Laut Mitteilung der Staatsanwaltschaft Koblenz von heute liegt eine Strafanzeige des Vereins „Schulwerk des Gymnasiums Nonnenwerth“ sowie eines Elternteils vor, demnach der als Vertreter der für die Erwerber von Grundstück und Schule auftretende Beschuldigte von Anfang an beabsichtigt haben soll, den Schulbetrieb nicht fortzuführen. Hierüber seien die Veräußerinnen der Insel und der Geschäftsanteile an der Schule angeblich getäuscht worden, die deshalb einen niedrigeren als den ansonsten erreichbaren Kaufpreis vereinbart hätten. Außerdem soll der Beschuldigte Eltern von Schülerinnen und Schülern mit der Zusage der Schulfortführung über den Verein „Schulwerk des Gymnasiums Nonnenwerth“ zu Spenden im oberen sechsstelligen Bereich bewogen haben. Über die Verwendung der Spendengelder habe der Beschuldigte trotz Aufforderung keine Rechnung vorgelegt.

Auf der Grundlage der in der Strafanzeige angeführten Angaben hat die Staatsanwaltschaft dem Anfangsverdacht des Betruges in einem besonders schweren Fall in zwei Fällen zugestimmt. Zur Aufklärung ließ sie heute insgesamt 13 Objekte im nördlichen Rheinland-Pfalz und in Nordrhein-Westfalen, u.a. Räumlichkeiten der Betreiberin und der Veräußerinnen, von Polizeibeamt:innen und Mitarbeiter:innen der Staatsanwaltschaft durchsuchen.

Erste Erkenntnisse deuteten allerdings darauf hin, dass es keine rechtsverbindliche Zusage einer Fortführung der Schule gegenüber den Veräußerinnen gegeben haben soll.

Die Insel Nonnenwerth sowie die Geschäftsanteile des darauf befindlichen Gymnasiums wurden zu Beginn des Jahres 2020 von der bisherigen Betreiberin veräußert. Unmittelbar nach der Veräußerung sollen die frühere und die neue Betreiberin den Eltern der die Schule besuchenden Schülerinnen und Schüler mitgeteilt haben, der Schulbetrieb werde ohne wesentliche Veränderungen fortgeführt. Entgegen dieser Aussage soll der Vertreter der neuen Betreiberin im Verlauf des Jahres 2021 mitgeteilt haben, es ergäben sich Schwierigkeiten für den Fortbestand der Schule, da das Schulgebäude sehr teure Investitionen in den Brandschutz erfordere, die die Betreiberin nicht tragen könne. Am 10.11.2021 soll diese dann mitgeteilt haben, sie werde den Schulbetrieb wegen der genannten Schwierigkeiten nicht über das Schuljahresende 2021/22 fortführen.
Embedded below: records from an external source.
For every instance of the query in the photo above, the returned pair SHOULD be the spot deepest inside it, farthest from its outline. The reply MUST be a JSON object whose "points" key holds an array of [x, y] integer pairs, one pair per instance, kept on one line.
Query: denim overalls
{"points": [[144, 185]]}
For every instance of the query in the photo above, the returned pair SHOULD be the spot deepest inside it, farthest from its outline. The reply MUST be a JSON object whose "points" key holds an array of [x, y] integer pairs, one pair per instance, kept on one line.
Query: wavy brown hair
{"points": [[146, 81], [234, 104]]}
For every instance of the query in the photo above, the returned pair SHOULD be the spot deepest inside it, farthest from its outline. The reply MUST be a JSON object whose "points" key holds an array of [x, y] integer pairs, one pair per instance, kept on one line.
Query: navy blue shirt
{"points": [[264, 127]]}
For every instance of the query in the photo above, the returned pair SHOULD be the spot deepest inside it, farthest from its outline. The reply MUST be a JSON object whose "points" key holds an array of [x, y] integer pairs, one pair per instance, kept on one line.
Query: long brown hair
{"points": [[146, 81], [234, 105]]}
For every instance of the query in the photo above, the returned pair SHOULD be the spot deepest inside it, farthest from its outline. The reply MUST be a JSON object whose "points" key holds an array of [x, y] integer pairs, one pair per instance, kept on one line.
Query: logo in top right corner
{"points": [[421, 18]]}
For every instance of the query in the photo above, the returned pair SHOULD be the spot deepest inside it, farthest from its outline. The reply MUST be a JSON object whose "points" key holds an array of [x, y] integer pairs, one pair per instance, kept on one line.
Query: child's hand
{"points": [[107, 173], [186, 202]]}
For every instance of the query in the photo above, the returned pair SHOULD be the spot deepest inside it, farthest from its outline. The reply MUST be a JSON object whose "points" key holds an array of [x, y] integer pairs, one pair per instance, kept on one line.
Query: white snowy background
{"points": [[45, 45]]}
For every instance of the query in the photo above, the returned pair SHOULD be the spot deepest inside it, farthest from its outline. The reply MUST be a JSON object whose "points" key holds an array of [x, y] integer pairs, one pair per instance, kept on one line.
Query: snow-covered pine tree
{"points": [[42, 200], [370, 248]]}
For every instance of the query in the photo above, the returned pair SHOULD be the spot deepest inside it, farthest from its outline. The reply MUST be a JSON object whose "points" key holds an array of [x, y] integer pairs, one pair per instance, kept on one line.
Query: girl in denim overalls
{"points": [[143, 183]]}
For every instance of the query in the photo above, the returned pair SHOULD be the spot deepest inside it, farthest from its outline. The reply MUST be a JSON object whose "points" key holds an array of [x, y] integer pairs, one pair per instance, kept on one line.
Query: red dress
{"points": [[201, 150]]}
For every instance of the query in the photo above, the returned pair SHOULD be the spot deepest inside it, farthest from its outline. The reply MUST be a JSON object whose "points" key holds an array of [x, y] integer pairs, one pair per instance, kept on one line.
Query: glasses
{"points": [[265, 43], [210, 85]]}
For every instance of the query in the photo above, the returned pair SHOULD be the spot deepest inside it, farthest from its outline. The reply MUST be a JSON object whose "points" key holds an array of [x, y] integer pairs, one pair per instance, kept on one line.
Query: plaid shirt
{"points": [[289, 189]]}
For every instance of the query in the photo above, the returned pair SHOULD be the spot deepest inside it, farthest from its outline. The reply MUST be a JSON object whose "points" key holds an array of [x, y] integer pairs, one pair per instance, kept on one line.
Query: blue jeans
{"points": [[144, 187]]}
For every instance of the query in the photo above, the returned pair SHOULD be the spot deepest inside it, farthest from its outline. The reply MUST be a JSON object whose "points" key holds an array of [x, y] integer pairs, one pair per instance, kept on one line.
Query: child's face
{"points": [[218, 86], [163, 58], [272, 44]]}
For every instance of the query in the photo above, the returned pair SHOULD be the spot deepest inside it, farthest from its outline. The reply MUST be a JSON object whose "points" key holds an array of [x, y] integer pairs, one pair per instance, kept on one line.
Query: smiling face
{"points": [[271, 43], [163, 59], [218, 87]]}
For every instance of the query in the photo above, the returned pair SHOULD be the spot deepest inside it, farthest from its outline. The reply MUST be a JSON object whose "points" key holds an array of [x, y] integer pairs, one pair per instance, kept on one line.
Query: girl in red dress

Die Koblenzer Staatsanwaltschaft macht darauf aufmerksam, dass die Aufnahme von Ermittlungen durch die Staatsanwaltschaft mithin weder bedeute, „dass Beschuldigte eines Ermittlungsverfahrens sich tatsächlich strafbar gemacht haben noch, dass für ihre spätere Verurteilung eine überwiegende Wahrscheinlichkeit besteht. Für den Beschuldigten gilt nach wie vor die Unschuldsvermutung“.